Prove to converges $\int_0^{+\infty}\sin x^2dx$

Question

$$\int_0^{+\infty}\sin x^2dx$$

My work:

Let $x^2=t$. Then $\int_0^{+\infty}\sin x^2dx=\int_0^{+\infty}t\sin tdt$

Is it correct? How I will can finish it?

wolfram

Answer 1

This is a Fresnel integral. It equals to $\sqrt{\frac{\pi}{8}}$.

$\int_{0}^{+\infty}\sin(x^2)dx = \int_{0}^{1}\sin(x^2)dx + \int_{1}^{+\infty}\sin(x^2)dx$.

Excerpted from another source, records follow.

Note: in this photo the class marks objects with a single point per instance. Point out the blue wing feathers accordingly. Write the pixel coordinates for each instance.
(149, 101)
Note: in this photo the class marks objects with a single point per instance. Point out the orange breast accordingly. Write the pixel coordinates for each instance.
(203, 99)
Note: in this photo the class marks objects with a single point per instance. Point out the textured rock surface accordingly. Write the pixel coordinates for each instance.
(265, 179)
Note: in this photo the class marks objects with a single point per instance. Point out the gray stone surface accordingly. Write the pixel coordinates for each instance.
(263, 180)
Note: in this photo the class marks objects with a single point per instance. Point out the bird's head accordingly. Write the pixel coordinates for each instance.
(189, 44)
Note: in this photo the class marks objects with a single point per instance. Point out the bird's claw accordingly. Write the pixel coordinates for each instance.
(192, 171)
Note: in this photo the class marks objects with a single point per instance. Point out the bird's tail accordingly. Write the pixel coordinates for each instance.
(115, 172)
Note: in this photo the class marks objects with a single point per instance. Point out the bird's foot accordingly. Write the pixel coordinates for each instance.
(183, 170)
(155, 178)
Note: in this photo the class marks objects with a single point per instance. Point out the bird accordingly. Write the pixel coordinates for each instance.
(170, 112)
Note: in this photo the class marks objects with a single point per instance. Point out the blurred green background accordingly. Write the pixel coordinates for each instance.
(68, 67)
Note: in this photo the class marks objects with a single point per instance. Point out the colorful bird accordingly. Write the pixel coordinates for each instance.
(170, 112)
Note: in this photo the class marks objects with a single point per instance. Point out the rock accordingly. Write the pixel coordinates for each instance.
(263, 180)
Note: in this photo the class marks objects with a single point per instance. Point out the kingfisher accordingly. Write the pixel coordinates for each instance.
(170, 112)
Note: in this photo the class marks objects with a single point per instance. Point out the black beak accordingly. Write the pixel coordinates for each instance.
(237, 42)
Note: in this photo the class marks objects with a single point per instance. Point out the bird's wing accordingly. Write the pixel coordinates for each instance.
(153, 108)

The first integral is obviously bounded.

The second integral can be rewritten (as pointed out above in the comments) as

$\int_{1}^{+\infty}\sin(x^2)dx = \left|\begin{array}{c} x^2 = t \Rightarrow 2xdx = dt \\ dx = \frac{dt}{2x} = \frac{dt}{2\sqrt{t}}\end{array}\right| = \int_{1}^{+\infty}\sin(t)\frac{1}{2\sqrt{t}}dt$.

The latter integral converges according to Dirichlet's test:

Let us consider the following integral $\int_a^{+\infty}f(t)g(t)dt$.

In our case,

• $a = 1$,
• $f(t) = \sin(t)$,
• $g(t) = \frac{1}{2\sqrt{t}}$.

1) If the integral of a function $f(t)$ is uniformly bounded over all intervals within $[a, +\infty)$. (TRUE)

2) If $g(t)$ is a monotonically decreasing non-negative function. (TRUE)

Then the integral $\int_a^{+\infty}f(t)g(t)dt$ is a convergent improper integral.